The new CEO of Hertz says he’s working to fix a glitch in the rental-car giant’s systems that has led to some of its customers being wrongly accused of stealing cars they had rented.
Stephen Scherr, who took over as CEO on Feb. 28, said the company has changed its practices to fix problems that have occurred when cars were reported stolen but the transaction was improperly recorded in Hertz’s system.
“This is among the first things that I have started to look to take care of and deal with in the first 30 days I’ve been at the company,” Scherr told CNBC on Monday. “It is not acceptable to Hertz to have any customer … caught up in some of what has happened.”
Some Hertz customers have said they were arrested and jailed because the company accused them of stealing cars that they had paid to rent and in some cases had returned long before their arrest.
It’s not clear how many people are affected. More than 200 customers asked a federal judge in Delaware to Hertz to disclose records about erroneous theft reports, and the judge ruled in the renters’ favor in February.
Scherr said the false reports involve several hundred customers out of Hertz’s 15 million annual transactions, but lawyers for the customers say the number is more like 8,000.
“We have changed our policies to avoid the possibility of this happening again,” Scherr said. “No one customer should be put through that.”

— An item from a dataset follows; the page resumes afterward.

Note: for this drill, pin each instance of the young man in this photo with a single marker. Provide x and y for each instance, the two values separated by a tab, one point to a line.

Scherr said that in some cases, vehicles have been reported as stolen, the report was withdrawn when the vehicle was found, “but that rescission wasn’t recognized.”
The CEO of Hertz Global Holdings Inc. appeared on CNBC to tout a plan to buy up to 65,000 electric vehicles over five years. The Estero, Florida-based company filed for bankruptcy protection in 2020, as it struggled under heavy debt and a drop in travel caused by the pandemic. It operates Hertz, Dollar and Thrifty car-rental brands.